Martinez and colleagues note that the primary focus of DR research has typically been built around the premise that hyperglycemia in patients with diabetes leads to vascular damage in the retina, which in turn results in loss of vision. Thus, therapies tend to be limited to a vascular scope.
“Even the current treatments available target only vascular changes,” Martinez and colleagues write. “However, there is now a great amount of evidence showing that the retina undergoes several changes even before the onset of clinically detectable DR.”
For instance, the researchers note that, “electrophysiological studies in humans have shown that after two years of diabetes the sensitivity to contrast and color is affected.”

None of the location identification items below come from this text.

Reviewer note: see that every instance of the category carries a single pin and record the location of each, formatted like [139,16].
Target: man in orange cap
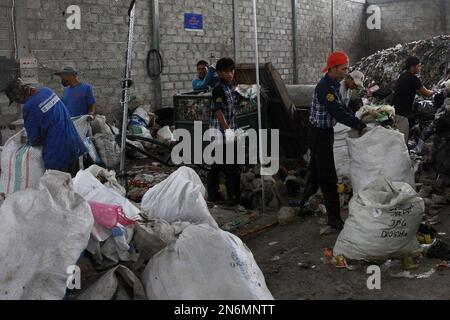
[328,108]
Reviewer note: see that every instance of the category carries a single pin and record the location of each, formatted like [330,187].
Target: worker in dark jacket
[48,124]
[328,108]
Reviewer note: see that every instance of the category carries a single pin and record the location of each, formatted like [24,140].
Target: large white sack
[42,233]
[181,197]
[383,221]
[22,165]
[379,152]
[340,148]
[93,190]
[205,264]
[108,149]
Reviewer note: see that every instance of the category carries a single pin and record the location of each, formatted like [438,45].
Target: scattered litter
[275,258]
[366,237]
[181,197]
[286,215]
[48,229]
[442,265]
[108,287]
[178,271]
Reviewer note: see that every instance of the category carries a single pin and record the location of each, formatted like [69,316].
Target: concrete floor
[300,242]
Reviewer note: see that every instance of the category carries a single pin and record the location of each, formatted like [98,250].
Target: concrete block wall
[404,21]
[98,50]
[182,49]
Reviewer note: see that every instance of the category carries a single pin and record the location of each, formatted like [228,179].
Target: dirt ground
[300,243]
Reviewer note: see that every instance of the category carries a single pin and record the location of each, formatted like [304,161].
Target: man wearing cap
[207,77]
[408,85]
[78,97]
[48,124]
[353,81]
[327,109]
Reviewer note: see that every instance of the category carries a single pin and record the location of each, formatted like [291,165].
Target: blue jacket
[48,124]
[328,107]
[210,80]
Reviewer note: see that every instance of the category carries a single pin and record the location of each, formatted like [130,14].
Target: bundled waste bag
[384,67]
[21,165]
[181,197]
[205,264]
[380,151]
[119,283]
[154,235]
[43,232]
[383,221]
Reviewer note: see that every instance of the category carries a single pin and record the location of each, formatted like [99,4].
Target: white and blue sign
[193,22]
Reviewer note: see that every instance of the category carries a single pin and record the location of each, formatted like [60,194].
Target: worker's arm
[339,111]
[90,100]
[425,92]
[91,109]
[198,84]
[217,106]
[32,127]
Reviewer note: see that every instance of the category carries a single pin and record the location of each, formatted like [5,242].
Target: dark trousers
[73,168]
[232,176]
[322,170]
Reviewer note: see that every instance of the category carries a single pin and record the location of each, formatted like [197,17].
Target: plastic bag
[379,152]
[205,264]
[43,233]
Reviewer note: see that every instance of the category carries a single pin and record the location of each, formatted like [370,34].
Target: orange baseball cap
[335,59]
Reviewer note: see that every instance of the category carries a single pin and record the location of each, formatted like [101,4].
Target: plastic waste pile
[384,67]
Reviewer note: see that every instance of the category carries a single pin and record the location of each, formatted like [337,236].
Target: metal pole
[157,46]
[255,23]
[126,87]
[332,26]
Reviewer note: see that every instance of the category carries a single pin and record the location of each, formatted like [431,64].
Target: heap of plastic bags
[384,67]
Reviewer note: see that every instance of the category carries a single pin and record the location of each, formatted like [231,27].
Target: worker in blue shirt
[223,119]
[207,77]
[328,108]
[48,124]
[78,97]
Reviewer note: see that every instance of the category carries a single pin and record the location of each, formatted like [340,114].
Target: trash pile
[384,67]
[278,189]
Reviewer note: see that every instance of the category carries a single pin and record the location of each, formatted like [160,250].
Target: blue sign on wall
[193,22]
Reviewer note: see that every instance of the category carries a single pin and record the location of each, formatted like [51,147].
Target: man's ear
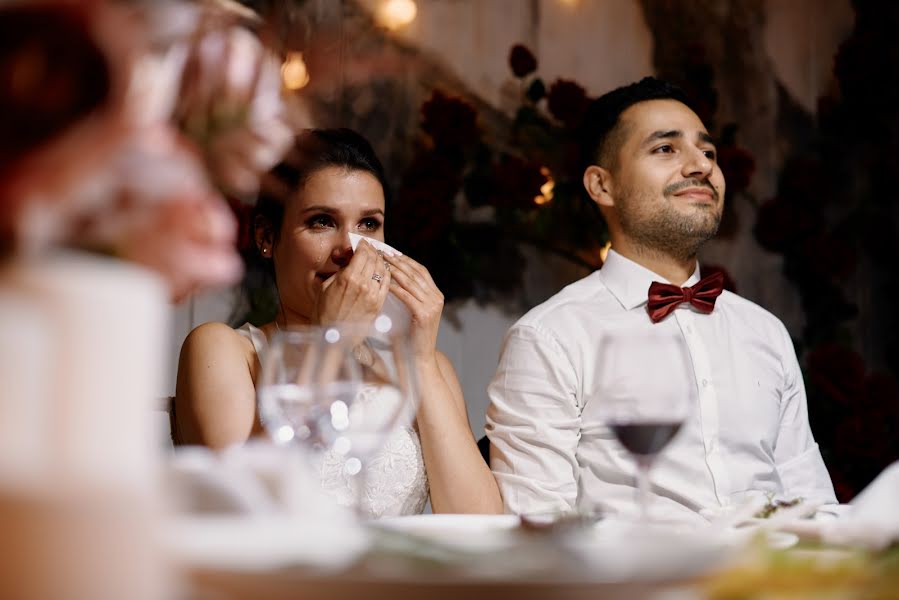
[598,182]
[263,236]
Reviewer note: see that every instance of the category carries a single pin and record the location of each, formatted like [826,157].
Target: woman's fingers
[405,276]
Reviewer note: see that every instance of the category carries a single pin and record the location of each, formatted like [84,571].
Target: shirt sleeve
[799,462]
[533,423]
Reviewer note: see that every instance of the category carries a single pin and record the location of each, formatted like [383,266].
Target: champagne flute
[650,398]
[339,392]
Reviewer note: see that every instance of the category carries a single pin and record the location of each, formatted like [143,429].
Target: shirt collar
[629,282]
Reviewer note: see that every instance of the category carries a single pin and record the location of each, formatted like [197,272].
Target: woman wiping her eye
[329,186]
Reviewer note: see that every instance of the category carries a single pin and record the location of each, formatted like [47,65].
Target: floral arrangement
[834,221]
[123,126]
[467,203]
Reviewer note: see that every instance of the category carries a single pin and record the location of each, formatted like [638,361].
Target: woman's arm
[460,480]
[215,397]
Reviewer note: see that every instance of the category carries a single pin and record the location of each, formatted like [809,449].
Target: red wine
[645,438]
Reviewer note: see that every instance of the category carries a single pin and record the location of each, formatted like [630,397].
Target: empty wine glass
[650,392]
[338,392]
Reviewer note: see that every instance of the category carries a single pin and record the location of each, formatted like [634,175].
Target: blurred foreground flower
[91,94]
[229,98]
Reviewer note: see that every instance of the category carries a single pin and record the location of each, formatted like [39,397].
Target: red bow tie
[664,297]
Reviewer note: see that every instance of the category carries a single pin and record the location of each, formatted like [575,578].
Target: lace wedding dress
[395,479]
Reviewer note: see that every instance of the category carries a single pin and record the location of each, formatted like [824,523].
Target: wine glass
[339,392]
[650,392]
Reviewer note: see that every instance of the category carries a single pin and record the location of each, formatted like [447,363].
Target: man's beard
[660,227]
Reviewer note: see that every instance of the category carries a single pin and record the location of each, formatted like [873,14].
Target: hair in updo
[313,150]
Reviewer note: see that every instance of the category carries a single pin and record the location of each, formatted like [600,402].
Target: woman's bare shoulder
[217,339]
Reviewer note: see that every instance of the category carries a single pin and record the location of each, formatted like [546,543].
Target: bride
[332,184]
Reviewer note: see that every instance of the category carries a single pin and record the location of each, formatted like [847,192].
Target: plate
[474,533]
[263,543]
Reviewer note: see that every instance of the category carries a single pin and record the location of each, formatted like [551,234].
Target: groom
[655,178]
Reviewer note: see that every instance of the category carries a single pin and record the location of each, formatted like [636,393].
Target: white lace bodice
[396,482]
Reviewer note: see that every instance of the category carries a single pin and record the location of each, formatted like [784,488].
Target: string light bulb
[394,14]
[546,190]
[294,73]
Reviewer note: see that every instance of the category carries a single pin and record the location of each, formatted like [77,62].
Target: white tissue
[393,308]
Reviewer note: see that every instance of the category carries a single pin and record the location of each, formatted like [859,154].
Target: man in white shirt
[655,178]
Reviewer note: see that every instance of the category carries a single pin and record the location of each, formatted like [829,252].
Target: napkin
[393,308]
[255,479]
[871,520]
[255,507]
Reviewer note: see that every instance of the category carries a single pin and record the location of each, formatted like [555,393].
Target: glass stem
[643,493]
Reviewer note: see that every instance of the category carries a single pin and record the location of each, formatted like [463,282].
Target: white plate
[463,532]
[262,543]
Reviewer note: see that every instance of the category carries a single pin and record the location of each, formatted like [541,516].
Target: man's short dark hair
[602,134]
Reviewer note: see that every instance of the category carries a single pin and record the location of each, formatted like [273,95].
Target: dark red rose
[830,257]
[880,397]
[567,102]
[522,61]
[516,183]
[449,121]
[807,183]
[53,73]
[836,371]
[862,438]
[245,232]
[738,166]
[781,224]
[423,212]
[729,283]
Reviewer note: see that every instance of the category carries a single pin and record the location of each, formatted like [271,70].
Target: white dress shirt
[747,428]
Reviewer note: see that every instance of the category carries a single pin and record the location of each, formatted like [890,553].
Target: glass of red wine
[649,394]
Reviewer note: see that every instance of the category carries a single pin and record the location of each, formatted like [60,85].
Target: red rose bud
[567,102]
[53,73]
[522,61]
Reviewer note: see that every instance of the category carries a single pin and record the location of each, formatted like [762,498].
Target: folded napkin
[872,519]
[257,478]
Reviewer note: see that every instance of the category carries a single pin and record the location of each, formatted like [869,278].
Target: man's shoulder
[584,299]
[753,315]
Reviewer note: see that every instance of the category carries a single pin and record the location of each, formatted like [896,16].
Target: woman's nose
[342,252]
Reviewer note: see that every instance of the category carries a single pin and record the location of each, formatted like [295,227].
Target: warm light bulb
[394,14]
[294,72]
[546,190]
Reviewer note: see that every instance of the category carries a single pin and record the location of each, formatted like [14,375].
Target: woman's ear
[598,183]
[263,236]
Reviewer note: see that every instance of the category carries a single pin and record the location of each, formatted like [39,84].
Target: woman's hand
[356,293]
[414,286]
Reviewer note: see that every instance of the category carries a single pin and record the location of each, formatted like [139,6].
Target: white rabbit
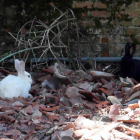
[14,86]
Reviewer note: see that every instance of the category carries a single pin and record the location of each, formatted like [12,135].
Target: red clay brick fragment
[70,125]
[89,95]
[48,71]
[48,109]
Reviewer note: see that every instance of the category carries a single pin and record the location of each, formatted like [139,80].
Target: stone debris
[74,105]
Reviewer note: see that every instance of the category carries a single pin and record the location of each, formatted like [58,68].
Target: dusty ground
[80,106]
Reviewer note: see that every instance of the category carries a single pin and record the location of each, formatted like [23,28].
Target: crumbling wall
[109,28]
[112,25]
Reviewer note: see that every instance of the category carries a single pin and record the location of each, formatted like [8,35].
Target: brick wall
[111,35]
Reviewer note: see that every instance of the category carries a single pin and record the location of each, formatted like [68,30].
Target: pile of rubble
[68,105]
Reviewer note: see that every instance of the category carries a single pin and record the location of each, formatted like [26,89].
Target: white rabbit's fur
[14,86]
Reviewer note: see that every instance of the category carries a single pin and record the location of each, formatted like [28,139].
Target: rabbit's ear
[17,64]
[22,67]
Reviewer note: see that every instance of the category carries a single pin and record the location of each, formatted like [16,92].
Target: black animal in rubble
[130,67]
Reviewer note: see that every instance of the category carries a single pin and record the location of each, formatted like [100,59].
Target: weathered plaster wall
[111,28]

Vascular changes are also preceded by other changes, such as morphological disturbances in neurons and glial cell types.
Diabetes affects the optic nerve, too. Patients with poor glycemic control have long been known to suffer from optic disc inflammation and edema. Indeed, visual conduction delay has been identified in patients within the first year of diabetes.
In the new review, Martinez and her research team outline how inflammation and oxidative stress appear to be active both before and during the vascular-symptom phase of DR.

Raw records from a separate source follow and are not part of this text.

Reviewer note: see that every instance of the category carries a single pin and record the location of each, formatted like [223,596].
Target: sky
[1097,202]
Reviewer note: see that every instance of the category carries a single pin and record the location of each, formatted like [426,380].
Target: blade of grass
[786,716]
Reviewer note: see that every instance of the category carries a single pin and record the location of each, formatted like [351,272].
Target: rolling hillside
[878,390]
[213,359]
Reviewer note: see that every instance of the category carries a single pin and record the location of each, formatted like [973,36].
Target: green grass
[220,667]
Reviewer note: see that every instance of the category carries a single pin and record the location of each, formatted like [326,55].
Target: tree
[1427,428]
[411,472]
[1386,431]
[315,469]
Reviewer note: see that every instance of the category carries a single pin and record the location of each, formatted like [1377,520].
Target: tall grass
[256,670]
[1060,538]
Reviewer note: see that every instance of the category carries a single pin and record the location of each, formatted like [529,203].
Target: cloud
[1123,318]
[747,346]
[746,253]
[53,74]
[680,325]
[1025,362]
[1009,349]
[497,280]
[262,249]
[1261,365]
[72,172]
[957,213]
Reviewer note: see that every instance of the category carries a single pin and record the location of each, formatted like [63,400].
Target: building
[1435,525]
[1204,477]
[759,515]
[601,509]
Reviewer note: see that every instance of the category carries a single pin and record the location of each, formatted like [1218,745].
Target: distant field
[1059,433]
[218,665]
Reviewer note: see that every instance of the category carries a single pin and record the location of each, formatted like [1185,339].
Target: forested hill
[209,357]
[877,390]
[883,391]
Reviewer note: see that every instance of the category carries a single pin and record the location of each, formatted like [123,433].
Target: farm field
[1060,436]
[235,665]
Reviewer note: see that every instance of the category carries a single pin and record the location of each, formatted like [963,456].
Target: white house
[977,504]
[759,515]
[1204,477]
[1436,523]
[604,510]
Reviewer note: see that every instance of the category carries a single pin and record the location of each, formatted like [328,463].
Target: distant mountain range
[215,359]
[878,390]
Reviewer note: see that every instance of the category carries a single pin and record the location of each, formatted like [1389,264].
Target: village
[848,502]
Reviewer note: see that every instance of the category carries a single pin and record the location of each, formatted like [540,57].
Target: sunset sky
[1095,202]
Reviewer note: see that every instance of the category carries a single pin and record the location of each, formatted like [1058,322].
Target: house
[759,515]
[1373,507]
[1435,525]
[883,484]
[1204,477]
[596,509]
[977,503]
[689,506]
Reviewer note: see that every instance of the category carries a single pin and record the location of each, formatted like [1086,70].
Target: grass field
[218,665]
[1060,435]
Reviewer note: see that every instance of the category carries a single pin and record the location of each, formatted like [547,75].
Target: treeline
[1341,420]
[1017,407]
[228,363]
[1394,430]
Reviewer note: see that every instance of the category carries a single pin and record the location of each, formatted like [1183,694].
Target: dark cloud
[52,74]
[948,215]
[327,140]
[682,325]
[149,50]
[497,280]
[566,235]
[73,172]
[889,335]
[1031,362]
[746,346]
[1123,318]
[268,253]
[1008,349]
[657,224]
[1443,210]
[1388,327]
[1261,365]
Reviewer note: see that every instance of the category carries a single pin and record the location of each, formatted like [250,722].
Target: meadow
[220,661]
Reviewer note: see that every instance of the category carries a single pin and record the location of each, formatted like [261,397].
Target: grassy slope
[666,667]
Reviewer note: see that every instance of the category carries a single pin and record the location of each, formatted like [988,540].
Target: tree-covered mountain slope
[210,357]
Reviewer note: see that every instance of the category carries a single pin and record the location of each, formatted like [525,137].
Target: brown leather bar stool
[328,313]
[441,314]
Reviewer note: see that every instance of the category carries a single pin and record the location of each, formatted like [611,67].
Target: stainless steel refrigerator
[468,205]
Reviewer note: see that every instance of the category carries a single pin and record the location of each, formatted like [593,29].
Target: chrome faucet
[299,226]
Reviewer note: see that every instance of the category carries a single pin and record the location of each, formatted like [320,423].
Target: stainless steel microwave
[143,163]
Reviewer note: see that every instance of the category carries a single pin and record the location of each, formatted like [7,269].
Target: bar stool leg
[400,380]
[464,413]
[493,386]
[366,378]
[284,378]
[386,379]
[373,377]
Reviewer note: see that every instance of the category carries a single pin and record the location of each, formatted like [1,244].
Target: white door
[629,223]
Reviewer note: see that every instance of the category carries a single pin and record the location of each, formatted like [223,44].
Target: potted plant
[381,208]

Of particular importance seems to be the multivalent lectin galectin-3. They write that neuroinflammation and galectin-3 mediate neurodegeneration in the diabetic visual system, hypothesizing that the “hyperglycemic state increases advanced glycation end product (AGE) and reactive oxygen species (ROS) production, activating microglia/macrophage expression of gal-3 and other pro-inflammatory cytokines through nuclear factor-kappa B (NFkB) activation.”
The authors argue that new therapeutic strategies are needed in order to prevent DR even before the vascular symptoms appear. They note, however, that early attempts to develop therapies based on the research contained in the review article have generally been unsuccessful or inconclusive.
“Therefore, further studies on the early pathological processes of the DR, such as neuroinflammation-related oxidative stress, are needed so that new effective therapeutic approaches are created,” they say. Those studies should give considerable attention to galectin-3, Martinez and colleagues say, because fully understanding how it works could prove pivotal in elucidating the mechanisms behind DR.
Reference
Mendonca HR, Carpi-Santos R, da Costa Calaza K, Blanco Martinez AM. Neuroinflammation and oxidative stress act in concert to promote neurodegeneration in the diabetic retina and optic nerve: galectin-3 participation. Neural Regen Res 2020;15:625-35.